Her father would have been truly proud of her today if he was around to witness her dedicated efforts in the thick of the COVID-19 pandemic. She toils daily, for hours on end, initiating surveillance for infection cases, analyzing data and working with internal teams to determine the course of treatment. “We know what to do when a patient tests negative or positive, but the in-between stage—its uncertainty—is scary.” To convince a seemingly healthy patient, who walks in with a history of travel to get the test, is tricky. “Also, dealing with a respiratory patient who has tested negative once, but positive on repeat tests is tough. All of this takes a lot of patience and compassion,” she adds.
“Our virology books suggest that pandemics are as unavoidable and as hard a truth as death. Even so, it gets overwhelming, especially when the necessary resources are lacking,” Gandhi says. She does not let herself feel burdened for more than a few minutes, however, trained as she is to stay calm, and think of solutions. “I think I am dealing with the stress marvellously,” she says, breaking into a small laugh. Though work is hectic, Gandhi feels there is clarity and control, pointing to her hospital’s support and improved all-round preparedness. “It helps to remind yourself that all of this is temporary—one day, it will go away. It has to,” she says determinedly.

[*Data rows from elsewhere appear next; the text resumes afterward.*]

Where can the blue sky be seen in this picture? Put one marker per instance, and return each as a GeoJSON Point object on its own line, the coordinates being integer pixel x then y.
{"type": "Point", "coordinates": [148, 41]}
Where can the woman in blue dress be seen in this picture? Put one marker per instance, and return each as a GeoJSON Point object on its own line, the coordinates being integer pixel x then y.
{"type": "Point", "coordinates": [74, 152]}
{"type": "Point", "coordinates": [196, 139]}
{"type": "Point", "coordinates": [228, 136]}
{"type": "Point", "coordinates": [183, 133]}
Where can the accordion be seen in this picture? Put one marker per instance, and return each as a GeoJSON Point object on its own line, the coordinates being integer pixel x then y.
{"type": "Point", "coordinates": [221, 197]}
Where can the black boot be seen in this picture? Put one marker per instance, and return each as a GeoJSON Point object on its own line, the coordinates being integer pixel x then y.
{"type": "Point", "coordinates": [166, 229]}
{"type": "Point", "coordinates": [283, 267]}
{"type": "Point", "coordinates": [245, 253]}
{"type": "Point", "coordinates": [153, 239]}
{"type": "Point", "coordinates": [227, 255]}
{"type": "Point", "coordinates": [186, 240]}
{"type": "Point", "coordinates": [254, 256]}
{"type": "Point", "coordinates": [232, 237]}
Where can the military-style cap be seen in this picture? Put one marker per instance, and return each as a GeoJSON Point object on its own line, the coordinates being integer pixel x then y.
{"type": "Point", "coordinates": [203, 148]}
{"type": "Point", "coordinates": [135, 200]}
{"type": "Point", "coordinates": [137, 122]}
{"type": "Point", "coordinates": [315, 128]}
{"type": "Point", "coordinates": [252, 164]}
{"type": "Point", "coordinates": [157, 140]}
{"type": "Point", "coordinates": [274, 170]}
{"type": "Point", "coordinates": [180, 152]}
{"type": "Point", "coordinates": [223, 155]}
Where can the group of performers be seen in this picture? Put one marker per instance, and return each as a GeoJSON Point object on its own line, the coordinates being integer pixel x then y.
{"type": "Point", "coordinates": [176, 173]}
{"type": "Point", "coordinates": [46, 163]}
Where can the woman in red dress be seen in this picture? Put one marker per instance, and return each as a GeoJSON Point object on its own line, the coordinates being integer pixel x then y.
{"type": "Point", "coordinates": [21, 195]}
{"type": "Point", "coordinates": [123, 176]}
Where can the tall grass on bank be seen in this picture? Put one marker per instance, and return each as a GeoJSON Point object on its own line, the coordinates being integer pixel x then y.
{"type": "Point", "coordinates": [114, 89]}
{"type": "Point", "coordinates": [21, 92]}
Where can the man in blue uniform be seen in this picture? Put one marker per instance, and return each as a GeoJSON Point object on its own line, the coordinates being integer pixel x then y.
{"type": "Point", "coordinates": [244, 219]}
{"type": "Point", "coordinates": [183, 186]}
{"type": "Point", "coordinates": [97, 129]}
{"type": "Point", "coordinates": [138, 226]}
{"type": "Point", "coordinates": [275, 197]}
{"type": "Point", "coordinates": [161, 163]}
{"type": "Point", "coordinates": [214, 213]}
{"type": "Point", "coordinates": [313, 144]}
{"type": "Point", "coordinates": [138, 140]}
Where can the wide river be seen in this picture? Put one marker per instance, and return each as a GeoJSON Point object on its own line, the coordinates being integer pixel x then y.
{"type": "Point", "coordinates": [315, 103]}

With a job that is so high-risk, Gandhi has been finding comfort in her family. “After a long day at work, I come home and cook, it’s like productive therapy for me.”
Gandhi explains how respiratory pandemics are the most dangerous ones that health-care workers, scientists and epidemiologists must deal with. The relative novelty and oddity about this virus doesn’t help either. “But I am backed by a very, very supportive husband and family,” she says. Her voice warms with pride, while talking about her husband, Mayank Juneja. “It was difficult for him at first, but he has adjusted much better after I explained the logic behind the isolation and protocols.” Most days when Gandhi returns home, she finds hot food laid out on the table. “He takes care of these things. It’s been so much easier, because we’ve been sharing the load,” she says.
Acknowledging reports about medical professionals being targeted with hostility and violence, Gandhi shines with empathy. “I stand by all the health-care workers who’ve had to endure that kind of treatment. But, I know where it comes from. People need the assurance that they will be fine. As medical professionals with the required knowledge and skills, it’s not right that we don’t put them to use.” But health workers deserve better work conditions too, she insists. “We need resource streamlining, not just for personal protection equipment (PPE), but for everyday essentials as well. Also, we need to increase community surveillance. The data won’t be truly authentic if we don’t include asymptomatic carriers.”
As the pandemic continues unabated, Gandhi is faced with the fragility of human life now more than ever, and appreciates how rewarding a sense of community can be. “The hierarchy in a hospital notwithstanding, we all work as a unit in a crisis like this. From management, doctors, nurses, support and security staff—everyone plays a major role at every step. We are working as a team and always look out for our patients, no matter what.”